To summarise, Shedinger’s article, and I must therefore presume the book from which it is a sample, is a stale and shoddy contribution to the voluminous anti-Darwin literature.

I had the pleasure of hearing Genie Scott’s talk in Glasgow some years ago, with the title “What would Darwin say to today’s Creationists?” Her answer was, “Haven’t you been paying attention during the last 156 years?” 156 should now be amended to 165, but apart from this, as Shedinger convincingly shows, her answer stands.

Wilberforce, faced with a new paradigm, was not convinced and mustered counterarguments, some of them at the time quite powerful. He was a skeptic. Whether he would have changed his mind over time, we will unfortunately never know, because of his death in a horseriding accident in 1873. What we do know is that within decades evolution, as opposed to separate creation, was the dominant paradigm even in ecclesiastical circles.

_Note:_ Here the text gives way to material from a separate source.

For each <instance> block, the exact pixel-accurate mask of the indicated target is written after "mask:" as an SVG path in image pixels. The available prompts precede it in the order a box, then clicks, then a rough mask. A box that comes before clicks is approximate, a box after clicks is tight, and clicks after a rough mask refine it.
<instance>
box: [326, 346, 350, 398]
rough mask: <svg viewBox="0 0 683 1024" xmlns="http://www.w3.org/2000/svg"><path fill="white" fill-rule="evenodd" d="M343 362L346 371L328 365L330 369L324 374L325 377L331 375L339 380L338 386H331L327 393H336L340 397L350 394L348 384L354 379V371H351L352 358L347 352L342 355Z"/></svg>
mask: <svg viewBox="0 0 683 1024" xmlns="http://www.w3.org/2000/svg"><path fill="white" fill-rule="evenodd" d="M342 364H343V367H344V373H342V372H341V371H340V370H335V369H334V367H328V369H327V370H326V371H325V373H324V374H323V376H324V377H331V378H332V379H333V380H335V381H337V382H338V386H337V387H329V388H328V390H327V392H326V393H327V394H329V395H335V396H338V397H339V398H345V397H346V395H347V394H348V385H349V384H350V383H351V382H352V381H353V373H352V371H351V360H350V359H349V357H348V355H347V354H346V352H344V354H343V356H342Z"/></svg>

Today’s creationists, presented as they are with a science of evolution that has met every test that Wilberforce could suggest and many others that he could not even imagine, are not skeptics but denialists. There’s a difference.

1] J. R. Lucas, The Historical Journal , Volume 22 , Issue 2 , June 1979 , pp. 313 – 330, DOI: https://doi.org/10.1017/S0018246X00016848, and references therein; The Huxley-Wilberforce Debate: A Reconsideration, Sheridan Gilley, Studies in Church History, 17, 2016, pp. 325 – 340. https://doi.org/10.1017/S0424208400010421

2] The reference is to a pamphlet attacking Erasmus Darwin, Charles’s grandfather, who had put forward his own version of evolutionary theory.